If you suspect a patient has been physically or sexually abused by a parent, you can treat her, at least with regard to the medical problems that may have resulted from the abuse. In general, if a minor requests it, you can also perform a test for a sexually transmitted disease without a parent's consent; after all, STDs are communicable, and therefore a public health issue. The same goes for substance abuse counseling, since many young people will not seek help if they think their parents will find out they have a problem.
Most states have specific laws that address whether you can terminate the pregnancy of a minor without parental consent or notification. Even if your state does not address this issue in its laws, remember that the general rules apply regarding the treatment of minors. Those rules are also in effect in other matters of pregnancy and sexual health, unless your state has carved out special exceptions. Can you prescribe birth control pills to a 17-year-old without consent? Only if your state says you can, or if she is emancipated, or if your state recognizes the mature minor doctrine and you've determined that she qualifies.
Privacy and payment
Once you've made a determination to treat a minor as an adult, how should you treat the medical records? According to experts, treat the records as you do the patient.
"If the child is being treated as a child, and doesn't meet any of these exceptions, the general rule is that the physician does not have a duty of confidentiality to the patient, but has to reveal whatever's in the patient's best interest to the parent," says Mehlman. "On the other hand, if the physician is treating the patient as an adult, they usually owe the same duty of confidentiality to that minor as they would to an adult."
That means that mom and dad have the right to all of their child's records to the extent that the youngster was treated as a child, and none of the records to the extent that he was treated as an adult. If you have a patient you've treated as a child on some occasions and as an adult on others, attorneys suggest you "red flag" the adult records in order to prevent their unintended release.

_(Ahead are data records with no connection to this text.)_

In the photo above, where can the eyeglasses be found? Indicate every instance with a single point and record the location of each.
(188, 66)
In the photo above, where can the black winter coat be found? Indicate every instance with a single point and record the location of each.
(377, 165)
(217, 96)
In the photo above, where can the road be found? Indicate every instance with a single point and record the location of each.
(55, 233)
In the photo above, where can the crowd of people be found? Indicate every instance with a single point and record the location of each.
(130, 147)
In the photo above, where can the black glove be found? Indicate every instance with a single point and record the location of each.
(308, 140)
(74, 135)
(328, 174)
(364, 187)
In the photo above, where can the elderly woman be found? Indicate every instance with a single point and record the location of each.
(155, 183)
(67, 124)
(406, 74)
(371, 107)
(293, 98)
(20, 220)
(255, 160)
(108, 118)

Payment is an issue that sometimes intersects with minors' privacy, since insurers typically send an explanation of benefits form to a patient's home whenever you make a claim. Though they vary in detail, the forms at least indicate that a patient encounter occurred, and that may be enough to blow a teenager's cover with his parents.
What can you do? You're not obligated to do anything, since it isn't your office sending the explanation of benefits. But since minors are usually oblivious to such matters, it would be a nice courtesy to find a way to inform them - perhaps by posting signs in the office, including it in your HIPAA-required privacy notice, or simply by having staff advise young patients about the matter. You'll also need to decide whether to make patients who balk at using their parents' insurance pay cash.